Understanding the viscoelastic behavior of silica filled rubber

This thesis focuses on the understanding the viscoelastic behavior of silica filled Nitrile Butadiene Rubber (NBR) using different sizes/surface areas in three different regions of deformation that will be developed in 3 chapters. The characterization of the samples used in this work is described in Chapter 2. Then, chapters 3, 4 and 5 will describe the viscoelastic behavior as follows:
Chapter 3: We perform oscillatory measurements at small deformation (linear region) to show, for the first time, a rescaling of the reinforcement as a function of volume fraction and particle size.

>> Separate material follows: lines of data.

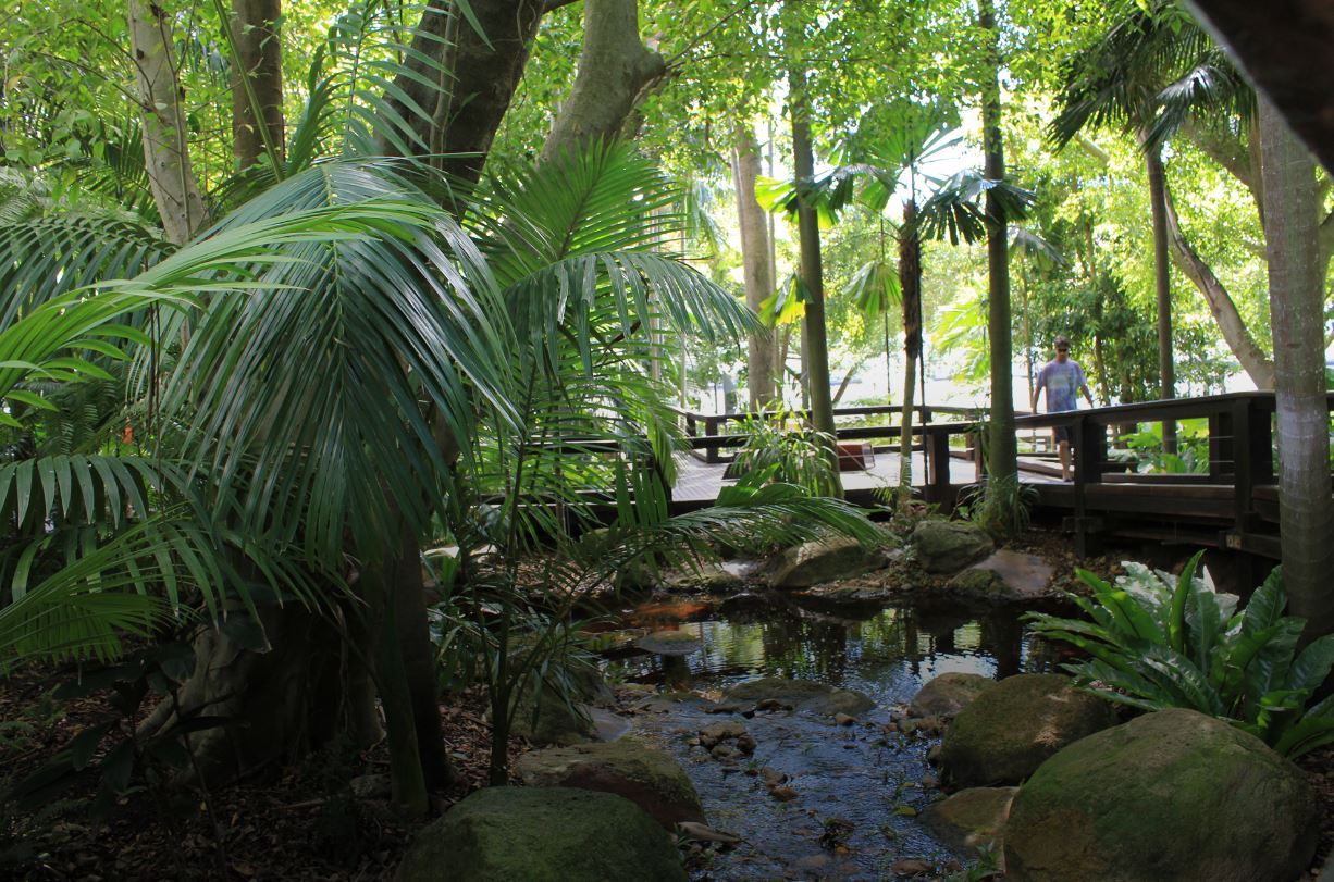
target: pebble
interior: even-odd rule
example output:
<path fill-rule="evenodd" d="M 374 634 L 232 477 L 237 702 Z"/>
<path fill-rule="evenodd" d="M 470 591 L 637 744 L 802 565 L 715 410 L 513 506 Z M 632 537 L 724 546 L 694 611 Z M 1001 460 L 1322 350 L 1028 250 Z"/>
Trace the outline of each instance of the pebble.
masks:
<path fill-rule="evenodd" d="M 890 875 L 902 878 L 906 875 L 916 875 L 918 873 L 930 873 L 934 869 L 935 867 L 931 866 L 928 861 L 923 861 L 922 858 L 903 858 L 902 861 L 895 861 L 894 865 L 890 866 Z"/>

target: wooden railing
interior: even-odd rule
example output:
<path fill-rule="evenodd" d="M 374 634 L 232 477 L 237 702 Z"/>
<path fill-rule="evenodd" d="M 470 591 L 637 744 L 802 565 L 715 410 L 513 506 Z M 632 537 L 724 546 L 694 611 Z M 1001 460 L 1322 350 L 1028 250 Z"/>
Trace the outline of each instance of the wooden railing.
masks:
<path fill-rule="evenodd" d="M 1015 425 L 1070 430 L 1074 481 L 1043 488 L 1043 494 L 1073 509 L 1067 526 L 1081 553 L 1099 533 L 1149 537 L 1165 529 L 1154 525 L 1171 524 L 1182 541 L 1277 557 L 1273 512 L 1265 502 L 1274 485 L 1274 408 L 1271 392 L 1238 392 L 1029 416 Z M 1109 460 L 1113 426 L 1198 418 L 1209 426 L 1206 472 L 1142 474 Z M 1109 518 L 1119 521 L 1114 530 Z"/>

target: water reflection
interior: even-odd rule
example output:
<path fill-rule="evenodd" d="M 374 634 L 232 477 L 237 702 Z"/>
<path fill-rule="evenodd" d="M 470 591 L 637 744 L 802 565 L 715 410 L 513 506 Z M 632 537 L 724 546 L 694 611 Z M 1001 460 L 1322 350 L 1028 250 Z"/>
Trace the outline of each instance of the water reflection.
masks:
<path fill-rule="evenodd" d="M 1019 616 L 952 605 L 827 613 L 776 597 L 735 616 L 698 602 L 644 606 L 626 624 L 659 629 L 688 618 L 704 649 L 676 660 L 636 656 L 608 667 L 627 679 L 678 687 L 776 675 L 860 689 L 879 702 L 907 701 L 922 682 L 946 671 L 1000 678 L 1051 670 L 1050 648 L 1027 633 Z"/>

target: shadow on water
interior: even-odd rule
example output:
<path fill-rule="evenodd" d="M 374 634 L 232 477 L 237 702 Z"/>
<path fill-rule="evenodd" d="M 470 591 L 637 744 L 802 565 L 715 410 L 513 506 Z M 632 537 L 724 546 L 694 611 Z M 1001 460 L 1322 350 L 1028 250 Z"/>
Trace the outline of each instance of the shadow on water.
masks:
<path fill-rule="evenodd" d="M 820 612 L 771 600 L 726 616 L 699 601 L 636 608 L 627 624 L 694 632 L 704 649 L 666 665 L 662 657 L 635 656 L 608 670 L 634 682 L 684 674 L 695 687 L 755 677 L 815 679 L 858 689 L 887 706 L 907 702 L 923 682 L 947 671 L 999 679 L 1054 665 L 1051 649 L 1029 636 L 1022 610 L 1014 608 L 936 604 Z"/>
<path fill-rule="evenodd" d="M 744 610 L 687 604 L 627 610 L 626 626 L 694 632 L 704 648 L 684 658 L 631 656 L 607 662 L 612 678 L 688 689 L 716 699 L 727 686 L 758 677 L 815 679 L 856 689 L 876 707 L 852 726 L 799 713 L 744 719 L 754 757 L 728 766 L 690 743 L 703 727 L 728 719 L 684 701 L 634 718 L 636 734 L 671 751 L 695 782 L 710 823 L 743 837 L 734 850 L 695 873 L 700 879 L 880 879 L 895 861 L 924 858 L 938 867 L 954 855 L 915 817 L 935 797 L 923 786 L 935 739 L 887 731 L 890 711 L 920 685 L 947 671 L 1000 678 L 1046 671 L 1057 658 L 1033 638 L 1013 608 L 895 606 L 814 610 L 763 596 Z M 759 773 L 774 769 L 796 791 L 774 799 Z M 842 846 L 822 843 L 831 819 L 850 822 Z"/>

Chapter 4: We apply Large Amplitude Oscillatory Shear (LAOS) in order to study the nonlinear behavior of filled rubbers. We compare the elastic response observed in strain sweep measurements with the response analyzed within a single cycle oscillation (described by Lissajous curves).
Chapter 5: We apply very large deformations (until the break point) in our rubber systems. We use a modified Griffith theory to predict the stress at break of rubber compounds, knowing the fracture energy and elastic modulus of the material that can be measured separately.
Chapter 6: We show partial results that deserve more research, such as the SAXS experiments under tensile stress done in Grenoble, France, and spectroscopy measurements under stress done at the Max Planck Institute for Polymer Research in Mainz, Germany. In addition, we suggest the implementation of coupling agents in our rubber compounds to better understand and control the interactions between filler particle and polymer matrix.